New Delhi: Attributing widening trade deficit to rising prices of crude oil, exchange rate fluctuation and import of gold, the government on Wednesday said efforts were on to increase country's exports, which crossed USD 300 billion in 2011-12.

"As per the provisional figures provided by DGCI&S, Kolkata, the balance of trade deficit (on merchandise account) increased by 55.8 percent to USD 184.9 billion in 2011-12 from UD 118.7 billion in 2010-11," Minister of State Commerce and Industry Joytiraditya Scinida said during Question Hour in the Rajya Sabha.

He admitted that widening trade deficit is an issue that India is confronting, but efforts were on to increase exports.
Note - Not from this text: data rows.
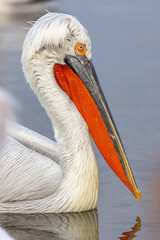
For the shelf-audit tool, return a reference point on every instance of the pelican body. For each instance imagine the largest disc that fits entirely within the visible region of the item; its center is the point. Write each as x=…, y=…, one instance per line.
x=37, y=174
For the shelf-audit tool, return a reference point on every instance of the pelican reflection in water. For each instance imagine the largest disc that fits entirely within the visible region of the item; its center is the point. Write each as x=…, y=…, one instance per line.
x=38, y=175
x=58, y=226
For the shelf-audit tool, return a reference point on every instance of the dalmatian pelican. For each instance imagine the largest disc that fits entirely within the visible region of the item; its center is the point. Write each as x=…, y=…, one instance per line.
x=37, y=174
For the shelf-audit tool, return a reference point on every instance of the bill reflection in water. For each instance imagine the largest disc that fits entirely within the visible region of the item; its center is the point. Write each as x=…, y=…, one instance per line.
x=58, y=226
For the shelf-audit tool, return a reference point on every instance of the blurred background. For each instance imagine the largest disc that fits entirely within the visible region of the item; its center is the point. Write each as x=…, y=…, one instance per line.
x=125, y=39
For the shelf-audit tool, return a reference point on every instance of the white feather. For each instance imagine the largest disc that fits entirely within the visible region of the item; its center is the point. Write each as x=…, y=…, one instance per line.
x=48, y=41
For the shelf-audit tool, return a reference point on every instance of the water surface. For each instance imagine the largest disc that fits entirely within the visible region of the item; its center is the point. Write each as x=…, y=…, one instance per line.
x=125, y=44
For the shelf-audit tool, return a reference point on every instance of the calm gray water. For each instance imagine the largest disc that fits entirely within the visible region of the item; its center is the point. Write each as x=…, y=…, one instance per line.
x=126, y=54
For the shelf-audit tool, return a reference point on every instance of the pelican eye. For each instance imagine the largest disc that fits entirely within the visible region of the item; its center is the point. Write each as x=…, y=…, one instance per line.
x=80, y=49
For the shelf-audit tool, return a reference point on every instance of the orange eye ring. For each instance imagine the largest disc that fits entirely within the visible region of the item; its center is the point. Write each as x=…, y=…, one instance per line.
x=80, y=49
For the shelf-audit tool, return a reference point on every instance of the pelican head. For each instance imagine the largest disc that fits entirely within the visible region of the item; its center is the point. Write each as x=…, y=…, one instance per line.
x=56, y=61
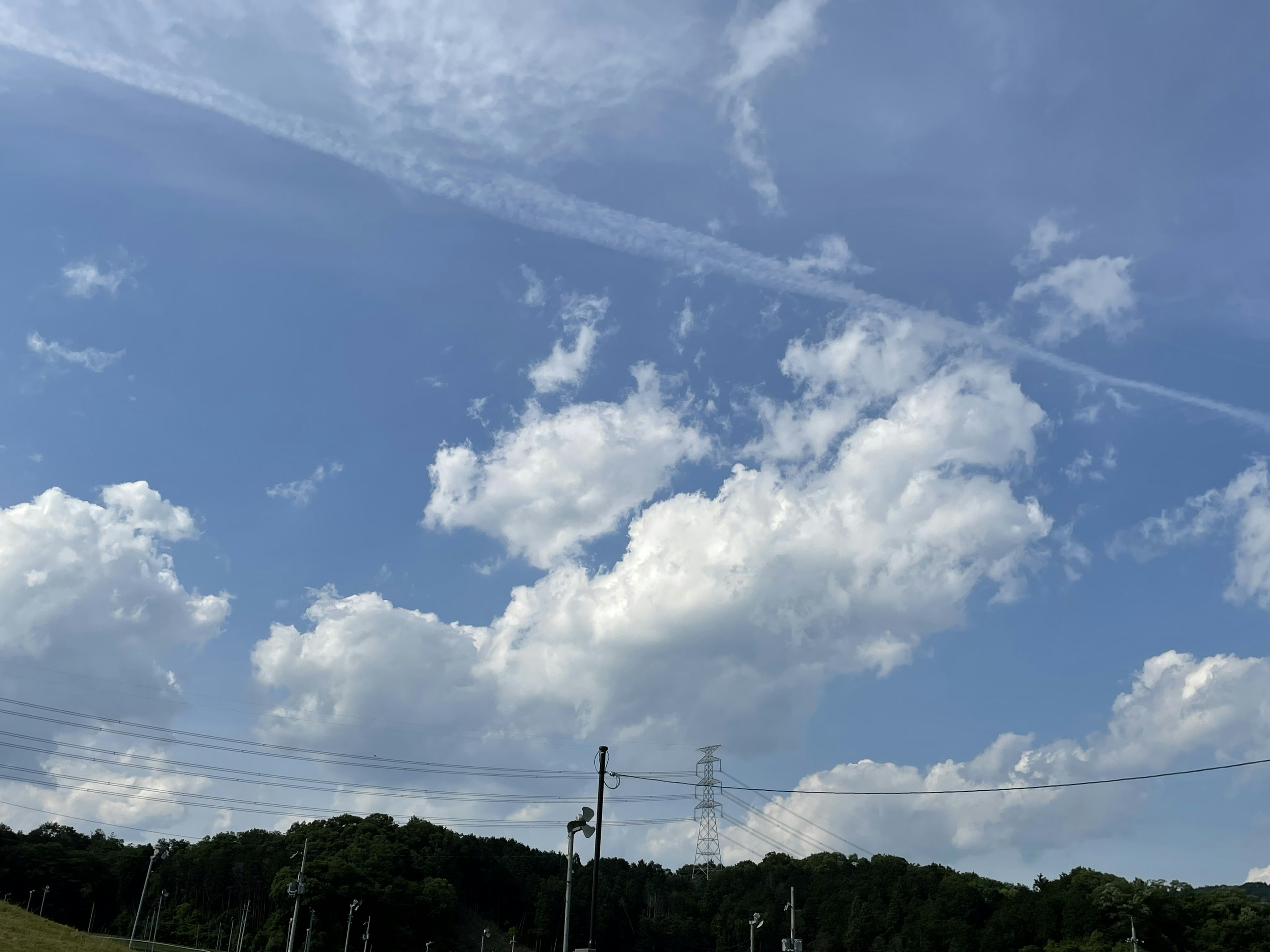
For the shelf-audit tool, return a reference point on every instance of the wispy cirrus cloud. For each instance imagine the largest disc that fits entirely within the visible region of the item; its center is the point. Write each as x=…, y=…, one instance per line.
x=87, y=278
x=760, y=45
x=151, y=65
x=89, y=357
x=300, y=492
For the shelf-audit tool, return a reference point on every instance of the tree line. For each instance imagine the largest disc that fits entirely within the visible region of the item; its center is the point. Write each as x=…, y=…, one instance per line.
x=420, y=883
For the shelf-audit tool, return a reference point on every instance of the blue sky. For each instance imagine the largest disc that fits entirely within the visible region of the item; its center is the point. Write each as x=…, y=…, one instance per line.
x=874, y=389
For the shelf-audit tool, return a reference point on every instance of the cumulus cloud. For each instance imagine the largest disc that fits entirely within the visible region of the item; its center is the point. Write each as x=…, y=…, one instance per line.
x=300, y=492
x=86, y=278
x=558, y=480
x=91, y=358
x=830, y=254
x=567, y=366
x=1180, y=710
x=730, y=611
x=88, y=589
x=1082, y=294
x=759, y=45
x=1244, y=504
Scindia said exchange rate fluctuation, rising prices of crude oil in global markets, imports of coal, fertiliser and edible oil along with jump in import of gold have contributed to the trade deficit.

These imports contributed about USD 161 billion in the trade gap. Trade deficit is the gap between import and export. Indian currency depreciated against US dollar by about 15 percent in one year period through March, 2012.

With India crossing the milestone of USD 300 billion exports in 2011-12, Scindia said given the global economic scenario, the country's performance was a "shining" example.

He pointed out that India's share in global exports has increased to 1.8 percent in 2011-12 from one percent four years ago, and it has become 20th largest exporting country.

Scindia also said the Department of Commerce has prepared a strategy paper for doubling India's merchandise exports to USD 500 billion in 2013-14 from USD 251 billion in 2010-11.

The paper aims at compounded annual growth in exports of about 27 percent. It covers product and market strategies, technology and R&D, building a brand image, and conducive domestic policy and essential support.